2) I'm not sure what you mean here, it seems like a contradiction. Even so I stick by what I put.

3) The 70% figure refers to the number of DNA analysis tests that should be abandoned due to spoiling in the blank sample and I got that from The Forensic Institute in Glasgow.

The 6% figure refers to the number of DNA analysis results in one calender year that could actually be used by one of her Maj's Old Bill county forces to even contemplate using as evidence. This was gleaned from a report I read after the Hoey appeal.

No I didn't know that. But what does that tell you?

4) I take your point. But the DNA techniques we are talking about will not solve anything unless other good evidence is also present. If the fuzz can get a confession, legitimately, from a suspect using DNA analysis to say they were at a crime scene then fair enough.

Regards
Reg

Contamination is not a probability game within DNA testing. Contamination is assumed to be there. Thats why control samples are run in parallel.

Advanced PCR testing strategies such as LCN/LT for instance return about 70% contaminated analyses and must be discarded. Some police forces get successful return rates as low as 6% meaning that the failure rate for that forces particular destructive DNA forensic testing was 94%. Confusing? uummmmm!

This doesn't take into account the delivered results that have actually been analysed incorrectly (knowingly or otherwise).
If these advanced PCR techniques are so poor in returning decent results what is the reason they are being used as evidence in the criminal justice system.
I can answer that right now. Your average lay man (including 3 well known court of appeal judges) does not know the first thing about DNA technologies. The CSI effect kicks in and juries suddenly expect and rely on DNA evidence to be able to convict without any sense of getting the verdict wrong.

Reg

The number of qualifiers used is astounding...(last sentence of the first paragraph DM quoted post #111)
"Contamination can influence PCR results, particularly in the absence of proper handling techniques and proper controls for contamination."

PCR-based testing often requires less DNA than RFLP testing and the DNA may be partially degraded, more so than is the case with RFLP. However, PCR still has sample size and degradation limitations that sometimes may be under-appreciated. PCR-based tests are also extremely sensitive to contaminating DNA at the crime scene and within the test laboratory. During PCR, contaminants may be amplified up to a billion times their original concentration. Contamination can influence PCR results, particularly in the absence of proper handling techniques and proper controls for contamination.

...

Prevention of false results involves the use of carefully applied controls and techniques. As described later, such controls and techniques can rarely guarantee that contamination hasn't influenced the results. In forensic DNA testing, some of the scientifically worst-case scenarios can be prevented by keeping DNA samples from known individuals well out of range of other items of evidence at all stages. Most forensic DNA laboratories perform negative controls, blank samples that will often detect contaminants in the laboratory. The blanks detect contaminants by showing partial or full DNA profiles representing the contaminants. Alternatively, the blank may show no profile, consistent with, but not proving that contamination didn't occur. Unfortunately, a few forensic DNA laboratories omit their controls. A few favor the controls by using special equipment on them, or by not carrying them through the entire procedure. Such practices are hazardous, especially when an important evidentiary sample has a low amount of DNA, degraded DNA, or otherwise presents as a minimal or partial (see below) sample. In short, while PCR is a useful research tool, all applications require extreme care and vigilance.

...

It is critically important to store samples in proper containers and keep known samples well-segregated from other evidence, particularly evidentiary samples that have small amounts of DNA. Paper envelopes or wax-paper folds are unsuitable containers.

...

The laboratory should be extremely careful not to overstate the scientific value of the evidence. For example, reports that a profile occurs in 1 in a billion, randomly selected individuals greatly overstate the proven error rate of the technology since false convictions based on DNA evidence have been established. Perhaps such rare match probabilities could be reached if thoroughly independent samples produced the same results in multiple, independent, non-communicating laboratories. But, for single laboratories, extremely rare match probabilities misrepresent the scientific value of technology.
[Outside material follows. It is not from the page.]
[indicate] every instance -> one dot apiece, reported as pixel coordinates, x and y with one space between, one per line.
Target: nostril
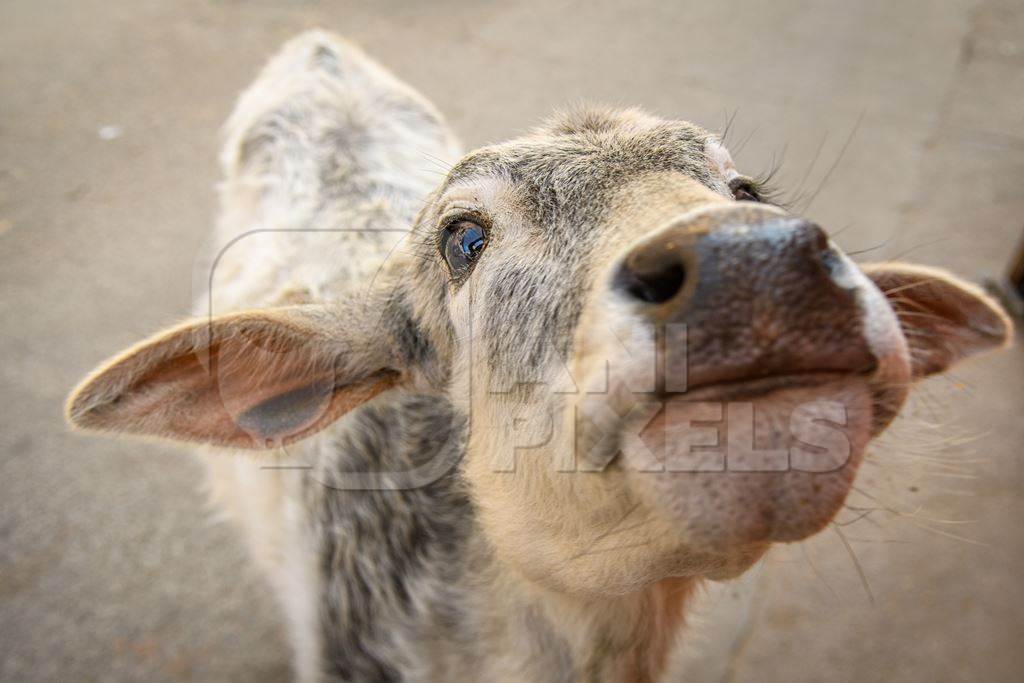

The potential for error in DNA testing is exacerbated by the context in which labs carry out their work. Lab technicians do not typically “blind” themselves to the government’s expected or desired outcome. Studies have revealed lab notes that indicate that analysts are familiar with facts in their cases and are aware of which results will help or hurt the prosecution. For example, one set of notes stated, “Death penalty case. Need to eliminate [other individual] as a possible suspect.” It is a well-established psychological phenomenon that people tend to see what they expect to see, particularly in ambiguous situations.